Arriving at the Theatre Royal, I wasn’t sure what to expect of this play. I looked around the foyer and quickly realised that I was surrounded by audience members easily old enough to be my grandparents. I began to think that perhaps the revival of Alan Ayckbourn’s 1972 play; “Absurd Person Singular” would be rather dated affair in comparison to his more recent productions. However, my fears were swiftly alleviated as hearty laughter filled the theatre proving that great comedy clearly spans the generations.

Set on three successive Christmas Eve’s this nutty play documents the changing social rankings and marital turbulences of three couples in the 1970’s. The three acts weave together a string of stressful Christmas gatherings, starting with the Hopcroft’s drinks party; an event of desperate ingratiation and social climbing. The audience is privy not to the action of the party in the living room, but only to the hidden backstage panic (and relative privacy) of the kitchen where the couples reveal the flaws that their public personas would not allow to be exposed. Through this focus on off- stage action, Ayckbourn shrewdly draws upon his audience’s imagination to fill in the blanks. Dick and Lottie are spoken of frequently and are the life and soul of the party but remain a mystery of the off stage action and are never introduced. This clever use of absence throughout the play creates enigmas that force the audience to participate in the action through use of their own inventiveness.
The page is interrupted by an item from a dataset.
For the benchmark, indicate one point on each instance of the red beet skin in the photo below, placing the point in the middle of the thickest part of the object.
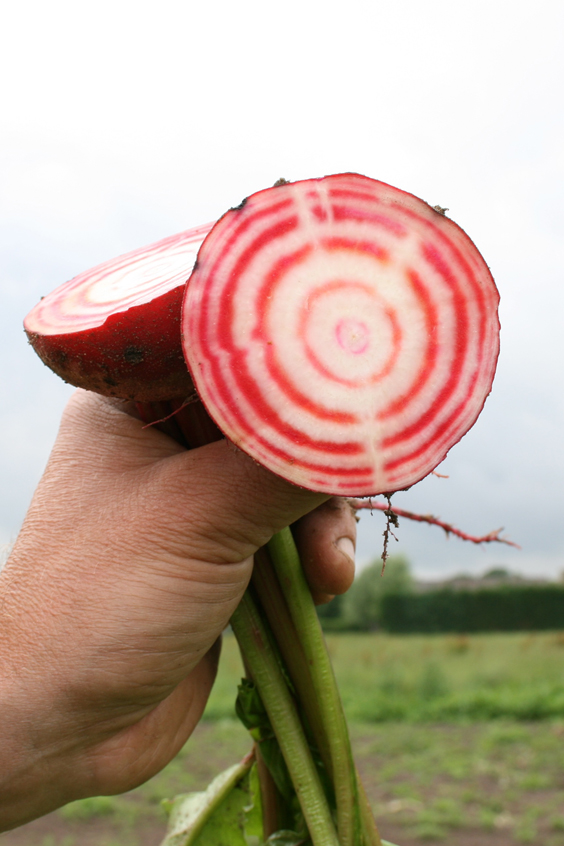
(342, 332)
(115, 329)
The play gets darker as it progresses but never loses its charm. Calamity is made all the more poignant through its juxtaposition with comedy and farce as Eva’s endeavour to gas herself in the oven is misinterpreted as an effort to clean it by her oblivious guests. By the third act social mobility has been fully exercised and a complete reversal of roles has occurred. An unexpected gathering is set at the previously socially superior Brewster – Wright’s home to reveal a lonely marriage and an emaciated, alcoholic wife. It culminates with the now unstoppably successful Sidney Hopcroft calling the shots as he screams “Dance, dance, dance!” from a table top, orchestrating the absurd flailing movements of the others like a puppeteer. It is brutal, painful and poignant and induces a guilty feeling in an audience who recognise the cruelty in their own laughter but just can’t help it.